Fundamental Thm of Calculus(two variables) When I'm studying the Calculus, I have a curious that
Let  $F(x,y) = \int_a^{x} \int_c^{y}f(u,v) dudv$, ($f \in C(D)$ $s.t.$ $D=[a,b]\times[c,d]$)
which means $f$ is continuous in D
Then What is $F_x(=\frac{\partial F}{\partial x})$???
Is it $F_x$ = $\int_c ^{y}f_x dy??$ (Just my thought :)
Any answer will be appreciated. Thanks.
 A: The answer is,
$$F_x(x, y) = \color{blue}{\int_c^y f(x, v) \, \mathrm{d}v}.$$
Why? Because of the fundamental theorem of calculus. Remember that, in order to calculate $F_x(x, y)$, we are considering the derivative of the function $F(\cdot, y)$, where $y$ is fixed and constant. The definition of the function $F(x, y)$ is the integral
$$F(x, y) = \int_a^x \color{red}{\int_c^y f(u, v) \, \mathrm{d}v}\, \mathrm{d}u,$$
which, when $y$ is considered fixed, is precisely in the form of the (one variable) fundamental theorem of calculus, which states that under the relevant conditions,
$$\frac{\mathrm{d}}{\mathrm{d}x} \int_a^x g(u) \, \mathrm{d}u = g(x).$$
In this case, we have
$$g(u) = \color{red}{\int_c^y f(u, v) \, \mathrm{d}v},$$
so the derivative with respect to $x$ is
$$g(x) = \color{blue}{\int_c^y f(x, v) \, \mathrm{d}v}.$$
A: You are integrating on the rectangular area $[a,x]\times[c,y]$. 
$$
F(x+h,y)=\int_a^{x+h}\int_b^yf(u,v)dudv\\
=\int_a^{x}\int_b^yf(u,v)dudv+\int_x^{x+h}\int_b^yf(u,v)dudv\\
\approx F(x,y)+h\int_b^yf(u,x)du.
$$
as $h\to 0$. So by the definition $F_x=\lim_{h\to 0}\frac{F(x+h,y)-F(x,y)}{h}$, you have
$$
F_x=\int_b^y f(u,x)du.
$$
Similarly, you can obatain
$$
F_y=\int_a^x f(y,v)dv.
$$
PS: You write $dudv$ in your question.

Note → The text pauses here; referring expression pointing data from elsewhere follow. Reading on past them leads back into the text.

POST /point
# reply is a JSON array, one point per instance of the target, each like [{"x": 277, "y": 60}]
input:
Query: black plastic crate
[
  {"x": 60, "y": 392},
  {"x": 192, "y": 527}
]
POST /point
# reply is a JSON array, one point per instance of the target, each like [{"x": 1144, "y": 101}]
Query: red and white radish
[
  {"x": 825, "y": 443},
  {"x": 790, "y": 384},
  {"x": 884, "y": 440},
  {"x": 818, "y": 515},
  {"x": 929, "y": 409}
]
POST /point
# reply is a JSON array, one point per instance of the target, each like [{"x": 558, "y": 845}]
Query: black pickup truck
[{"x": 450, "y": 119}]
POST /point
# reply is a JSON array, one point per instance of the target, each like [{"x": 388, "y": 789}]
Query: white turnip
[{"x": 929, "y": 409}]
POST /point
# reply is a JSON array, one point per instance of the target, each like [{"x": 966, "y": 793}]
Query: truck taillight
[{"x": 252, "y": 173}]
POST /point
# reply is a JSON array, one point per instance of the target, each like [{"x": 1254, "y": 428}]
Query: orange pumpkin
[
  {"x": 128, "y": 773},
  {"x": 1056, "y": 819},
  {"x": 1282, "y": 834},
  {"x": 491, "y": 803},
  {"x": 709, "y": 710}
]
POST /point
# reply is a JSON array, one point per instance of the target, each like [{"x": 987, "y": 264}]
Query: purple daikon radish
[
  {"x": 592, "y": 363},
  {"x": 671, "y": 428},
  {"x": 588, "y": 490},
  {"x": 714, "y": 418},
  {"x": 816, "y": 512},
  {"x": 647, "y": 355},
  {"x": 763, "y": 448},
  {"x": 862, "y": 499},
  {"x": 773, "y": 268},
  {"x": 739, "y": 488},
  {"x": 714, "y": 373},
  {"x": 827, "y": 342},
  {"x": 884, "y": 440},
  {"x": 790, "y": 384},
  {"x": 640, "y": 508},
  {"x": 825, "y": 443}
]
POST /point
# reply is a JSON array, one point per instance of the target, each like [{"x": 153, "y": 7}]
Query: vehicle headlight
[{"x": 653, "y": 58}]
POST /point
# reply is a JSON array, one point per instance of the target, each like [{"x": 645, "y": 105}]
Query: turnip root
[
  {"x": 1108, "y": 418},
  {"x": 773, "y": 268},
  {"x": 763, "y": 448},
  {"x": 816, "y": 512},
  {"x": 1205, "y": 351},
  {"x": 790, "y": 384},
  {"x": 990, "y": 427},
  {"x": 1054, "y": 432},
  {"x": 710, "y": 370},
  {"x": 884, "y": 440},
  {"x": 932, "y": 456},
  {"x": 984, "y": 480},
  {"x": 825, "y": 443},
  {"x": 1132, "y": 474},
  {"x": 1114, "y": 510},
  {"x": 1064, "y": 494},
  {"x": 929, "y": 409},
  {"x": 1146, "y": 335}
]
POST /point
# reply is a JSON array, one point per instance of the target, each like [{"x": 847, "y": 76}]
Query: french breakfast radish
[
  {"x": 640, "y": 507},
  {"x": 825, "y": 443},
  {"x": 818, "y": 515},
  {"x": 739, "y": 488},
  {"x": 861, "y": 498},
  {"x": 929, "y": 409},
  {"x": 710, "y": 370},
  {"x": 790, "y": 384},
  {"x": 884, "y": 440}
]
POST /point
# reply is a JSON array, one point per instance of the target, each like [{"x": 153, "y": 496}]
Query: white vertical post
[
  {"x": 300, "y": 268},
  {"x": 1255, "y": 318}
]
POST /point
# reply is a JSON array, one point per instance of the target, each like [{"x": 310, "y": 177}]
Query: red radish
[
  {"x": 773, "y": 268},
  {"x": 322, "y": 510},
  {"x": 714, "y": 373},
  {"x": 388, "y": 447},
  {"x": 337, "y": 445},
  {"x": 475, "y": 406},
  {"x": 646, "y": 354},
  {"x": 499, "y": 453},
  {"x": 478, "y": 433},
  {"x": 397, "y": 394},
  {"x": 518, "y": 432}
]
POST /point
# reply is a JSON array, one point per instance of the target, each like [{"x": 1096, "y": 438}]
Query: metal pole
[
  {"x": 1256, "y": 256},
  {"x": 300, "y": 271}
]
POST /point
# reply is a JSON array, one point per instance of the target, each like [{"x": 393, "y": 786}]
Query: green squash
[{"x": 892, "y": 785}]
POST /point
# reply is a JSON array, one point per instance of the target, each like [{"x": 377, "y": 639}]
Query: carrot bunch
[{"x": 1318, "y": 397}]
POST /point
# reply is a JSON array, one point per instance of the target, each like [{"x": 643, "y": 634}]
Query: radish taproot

I follow this order, but it is better to write $dvdu$
You can verify this by an example. Let
$$
f(u,v)=6uv^2,\\
\int_c^y 6uv^2 du=3(y^2-c^2)v^2.\\
F(x,y)=\int_a^{x}\int_b^y 6uv^2 dudv=(y^2-c^2)(x^3-a^3).
$$
Now, you can clearly see $F_x=\int_c^y 6ux^2 du$.